Correlations between the final momenta of electrons and their initial phase-space distribution in the process of tunnel ionization

TL;DR

This study compares quantum and semiclassical models to analyze electron momentum correlations during tunnel ionization of hydrogen, demonstrating that the semiclassical approach effectively reproduces key features of the quantum results.

Contribution

The paper introduces a detailed comparison between quantum and semiclassical methods for ATI, highlighting the semiclassical approach's accuracy in capturing momentum correlations.

Findings

Semiclassical method accurately describes ATI momentum correlations.

Good agreement between TDSE and semiclassical results.

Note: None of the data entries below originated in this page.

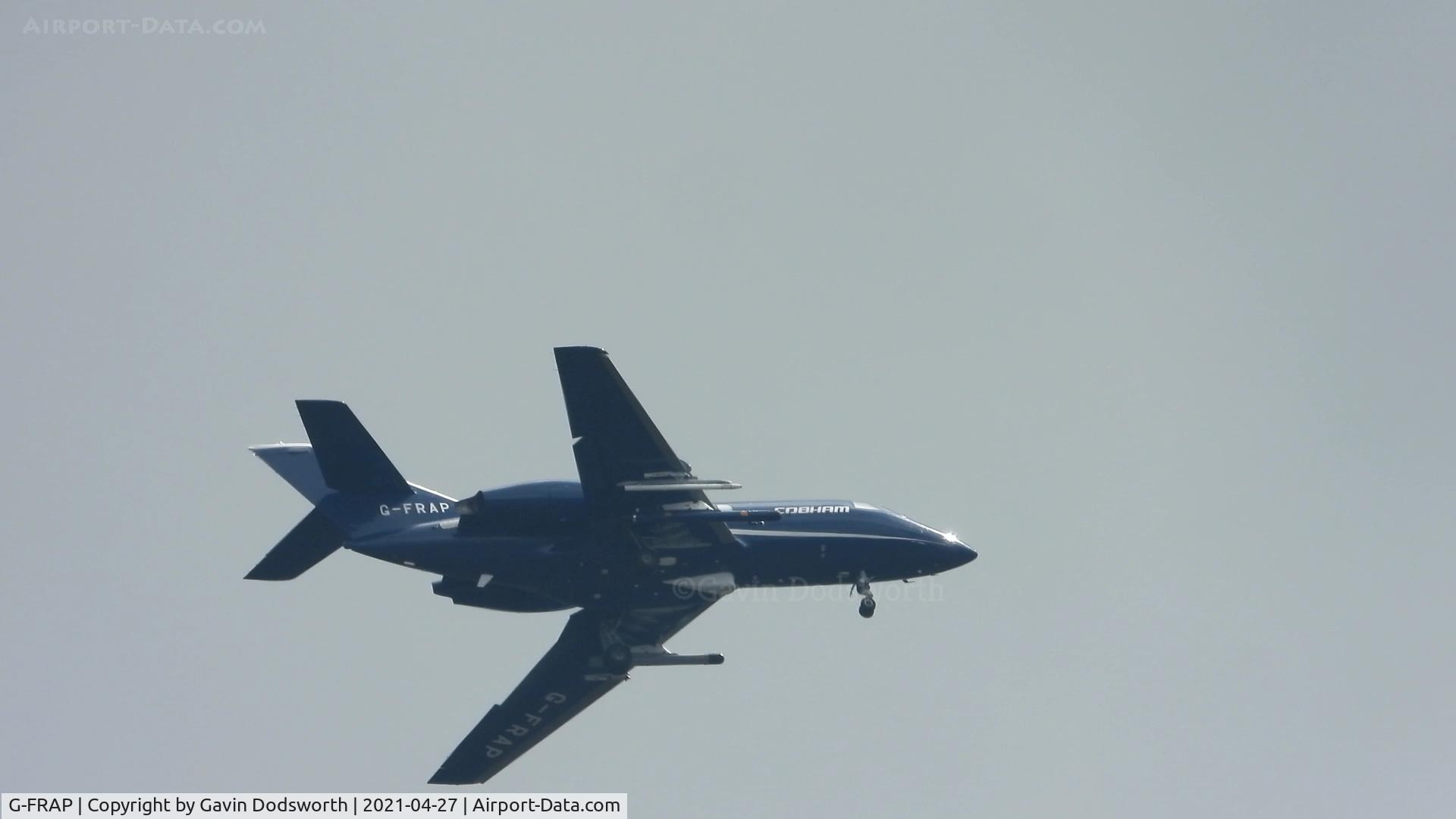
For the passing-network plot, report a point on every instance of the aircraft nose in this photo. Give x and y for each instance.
(965, 554)
(956, 554)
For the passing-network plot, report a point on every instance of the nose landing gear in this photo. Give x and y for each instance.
(867, 607)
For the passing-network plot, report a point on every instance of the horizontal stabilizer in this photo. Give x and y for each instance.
(677, 485)
(310, 541)
(348, 458)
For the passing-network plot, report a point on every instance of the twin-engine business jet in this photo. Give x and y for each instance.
(635, 544)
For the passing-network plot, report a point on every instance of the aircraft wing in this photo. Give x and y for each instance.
(563, 684)
(637, 488)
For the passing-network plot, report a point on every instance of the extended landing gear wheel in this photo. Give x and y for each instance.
(619, 659)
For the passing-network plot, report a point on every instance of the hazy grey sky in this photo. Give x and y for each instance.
(1150, 302)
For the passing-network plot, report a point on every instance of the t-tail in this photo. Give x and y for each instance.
(354, 488)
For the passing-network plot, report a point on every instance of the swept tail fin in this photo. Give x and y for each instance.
(341, 461)
(347, 455)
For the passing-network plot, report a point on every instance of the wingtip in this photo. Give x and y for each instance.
(580, 350)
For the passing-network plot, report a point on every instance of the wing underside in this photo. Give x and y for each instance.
(642, 502)
(571, 676)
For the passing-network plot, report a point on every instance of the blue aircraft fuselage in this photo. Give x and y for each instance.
(528, 548)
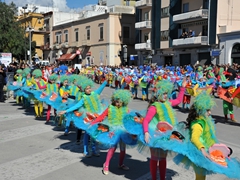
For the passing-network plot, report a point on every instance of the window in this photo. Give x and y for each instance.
(76, 35)
(126, 32)
(205, 30)
(66, 35)
(58, 36)
(205, 4)
(145, 37)
(146, 16)
(165, 12)
(101, 32)
(185, 7)
(164, 35)
(88, 32)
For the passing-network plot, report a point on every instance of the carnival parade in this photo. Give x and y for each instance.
(155, 132)
(119, 89)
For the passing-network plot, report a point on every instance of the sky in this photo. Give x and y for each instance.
(63, 5)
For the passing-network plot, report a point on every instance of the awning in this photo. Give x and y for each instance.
(67, 57)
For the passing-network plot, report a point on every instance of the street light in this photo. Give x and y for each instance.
(24, 8)
(29, 30)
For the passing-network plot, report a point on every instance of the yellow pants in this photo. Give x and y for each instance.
(38, 107)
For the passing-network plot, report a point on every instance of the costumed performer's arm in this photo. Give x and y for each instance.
(100, 118)
(149, 116)
(100, 89)
(175, 102)
(29, 83)
(195, 88)
(23, 81)
(41, 87)
(76, 106)
(236, 92)
(197, 131)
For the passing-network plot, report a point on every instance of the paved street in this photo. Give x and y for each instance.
(29, 149)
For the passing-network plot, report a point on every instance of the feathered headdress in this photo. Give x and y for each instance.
(85, 82)
(73, 77)
(26, 71)
(53, 77)
(164, 86)
(19, 71)
(203, 102)
(121, 95)
(64, 78)
(37, 73)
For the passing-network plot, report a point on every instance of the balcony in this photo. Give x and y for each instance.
(64, 45)
(45, 47)
(143, 4)
(197, 15)
(143, 25)
(143, 46)
(56, 46)
(86, 42)
(193, 41)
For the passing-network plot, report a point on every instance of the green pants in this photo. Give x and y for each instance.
(227, 108)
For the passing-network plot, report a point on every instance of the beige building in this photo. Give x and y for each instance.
(96, 40)
(187, 32)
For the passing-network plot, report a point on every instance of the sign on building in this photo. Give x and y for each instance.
(5, 58)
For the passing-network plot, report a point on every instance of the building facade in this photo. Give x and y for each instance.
(33, 24)
(96, 40)
(187, 30)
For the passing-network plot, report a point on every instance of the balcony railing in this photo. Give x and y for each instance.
(200, 40)
(143, 4)
(143, 25)
(143, 46)
(191, 16)
(86, 42)
(45, 47)
(127, 40)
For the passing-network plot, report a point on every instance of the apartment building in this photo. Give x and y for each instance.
(97, 39)
(181, 32)
(229, 32)
(33, 23)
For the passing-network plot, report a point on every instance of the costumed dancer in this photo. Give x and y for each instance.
(74, 94)
(26, 82)
(109, 129)
(211, 78)
(201, 150)
(134, 85)
(64, 93)
(144, 81)
(227, 106)
(187, 96)
(90, 103)
(199, 72)
(160, 111)
(18, 78)
(52, 87)
(200, 83)
(38, 105)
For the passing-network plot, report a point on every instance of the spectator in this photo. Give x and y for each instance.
(2, 82)
(76, 71)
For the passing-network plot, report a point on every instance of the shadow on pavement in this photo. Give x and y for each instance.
(137, 168)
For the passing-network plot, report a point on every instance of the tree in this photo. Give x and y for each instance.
(12, 34)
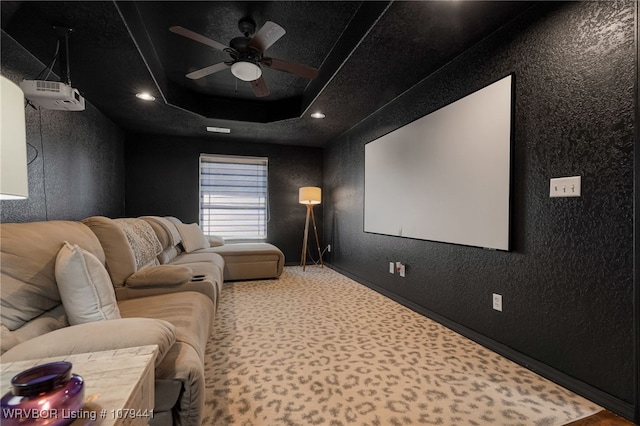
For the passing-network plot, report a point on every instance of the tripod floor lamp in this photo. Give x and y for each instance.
(309, 196)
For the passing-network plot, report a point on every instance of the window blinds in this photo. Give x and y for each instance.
(234, 196)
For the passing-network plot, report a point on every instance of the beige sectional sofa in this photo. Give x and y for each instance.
(163, 294)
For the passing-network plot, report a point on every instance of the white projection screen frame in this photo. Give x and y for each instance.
(446, 176)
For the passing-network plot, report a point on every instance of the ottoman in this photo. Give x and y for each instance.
(250, 261)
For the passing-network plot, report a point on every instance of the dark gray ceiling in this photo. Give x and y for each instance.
(367, 53)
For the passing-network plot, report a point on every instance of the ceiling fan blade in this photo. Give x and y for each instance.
(268, 34)
(197, 37)
(203, 72)
(290, 67)
(260, 88)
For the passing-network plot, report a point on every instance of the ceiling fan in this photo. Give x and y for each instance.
(247, 54)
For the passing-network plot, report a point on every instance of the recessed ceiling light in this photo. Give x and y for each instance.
(145, 96)
(218, 130)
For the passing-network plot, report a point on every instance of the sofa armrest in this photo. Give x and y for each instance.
(97, 336)
(159, 276)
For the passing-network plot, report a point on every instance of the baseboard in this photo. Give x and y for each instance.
(589, 392)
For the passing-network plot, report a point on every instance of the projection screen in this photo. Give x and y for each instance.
(446, 176)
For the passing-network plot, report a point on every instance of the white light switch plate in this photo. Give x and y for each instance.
(565, 187)
(497, 302)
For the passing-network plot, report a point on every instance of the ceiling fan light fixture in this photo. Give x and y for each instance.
(246, 71)
(145, 96)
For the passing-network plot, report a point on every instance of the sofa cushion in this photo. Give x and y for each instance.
(85, 287)
(192, 237)
(120, 260)
(191, 313)
(162, 275)
(28, 254)
(97, 336)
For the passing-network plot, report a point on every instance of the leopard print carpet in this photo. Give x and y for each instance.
(316, 348)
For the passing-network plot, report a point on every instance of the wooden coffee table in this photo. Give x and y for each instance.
(119, 388)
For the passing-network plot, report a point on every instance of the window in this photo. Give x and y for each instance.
(233, 196)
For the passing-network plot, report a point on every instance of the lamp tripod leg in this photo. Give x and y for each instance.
(315, 230)
(303, 256)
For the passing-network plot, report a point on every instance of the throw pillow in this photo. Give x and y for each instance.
(192, 237)
(84, 285)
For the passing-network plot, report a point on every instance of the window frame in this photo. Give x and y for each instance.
(261, 224)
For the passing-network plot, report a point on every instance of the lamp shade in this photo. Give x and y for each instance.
(14, 183)
(309, 195)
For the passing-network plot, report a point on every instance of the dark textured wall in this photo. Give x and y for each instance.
(567, 284)
(77, 158)
(162, 179)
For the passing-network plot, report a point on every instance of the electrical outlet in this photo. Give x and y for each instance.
(497, 302)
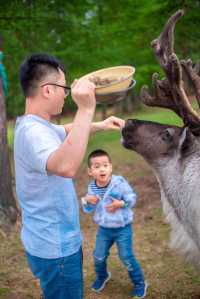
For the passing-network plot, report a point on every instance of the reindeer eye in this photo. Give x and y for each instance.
(167, 135)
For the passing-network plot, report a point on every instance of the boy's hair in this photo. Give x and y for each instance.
(97, 153)
(36, 68)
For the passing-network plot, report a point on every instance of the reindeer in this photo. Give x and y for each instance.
(173, 152)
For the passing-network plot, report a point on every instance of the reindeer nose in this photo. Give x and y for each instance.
(129, 122)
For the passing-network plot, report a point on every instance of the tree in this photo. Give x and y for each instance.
(8, 207)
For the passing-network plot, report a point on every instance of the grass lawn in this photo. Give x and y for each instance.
(168, 275)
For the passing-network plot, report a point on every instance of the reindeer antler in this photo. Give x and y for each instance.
(170, 92)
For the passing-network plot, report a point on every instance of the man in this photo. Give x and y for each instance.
(47, 157)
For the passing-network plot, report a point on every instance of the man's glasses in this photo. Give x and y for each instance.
(66, 88)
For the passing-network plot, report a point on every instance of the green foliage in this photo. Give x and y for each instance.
(88, 35)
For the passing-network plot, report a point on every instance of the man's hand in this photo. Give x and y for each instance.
(83, 94)
(115, 205)
(91, 199)
(112, 123)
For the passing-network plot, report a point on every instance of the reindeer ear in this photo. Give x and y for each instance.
(185, 140)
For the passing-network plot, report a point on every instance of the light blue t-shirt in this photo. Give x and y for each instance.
(50, 211)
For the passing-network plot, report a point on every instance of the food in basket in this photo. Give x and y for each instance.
(99, 81)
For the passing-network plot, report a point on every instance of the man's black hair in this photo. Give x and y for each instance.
(97, 153)
(35, 68)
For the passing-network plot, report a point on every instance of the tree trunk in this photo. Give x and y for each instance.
(8, 207)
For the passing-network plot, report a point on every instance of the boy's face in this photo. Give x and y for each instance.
(101, 170)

Initial conditions can be clearly linked to electron trajectories.

Abstract

We present both full quantum mechanical and semiclassical calculations of above threshold ionization (ATI) of a hydrogen atom in the tunneling regime by a few-cycle linearly polarized infrared laser pulse. As a quantum treatment, we applied the direct integration of the time dependent Schr\"odinger equation (TDSE). In the semiclassical approximation (SCA), it is assumed that wavepacket propagation in the post-tunneling process can be well described within the classical framework. With these two methods, we analyze the similarities and deviations for ionization of the hydrogen atom. We found that the 3 dimensional semiclassical method can describe reasonably well the momentum correlation pattern of the ATI peaks. We also show good agreement between the results obtained by TDSE method and the semi-classical method. Furthermore, with the semiclassical approximation we clearly identify and separate the regions in momentum distributions of the ejected electrons according to initial conditions. We illustrate the corresponding regions with typical electron trajectories.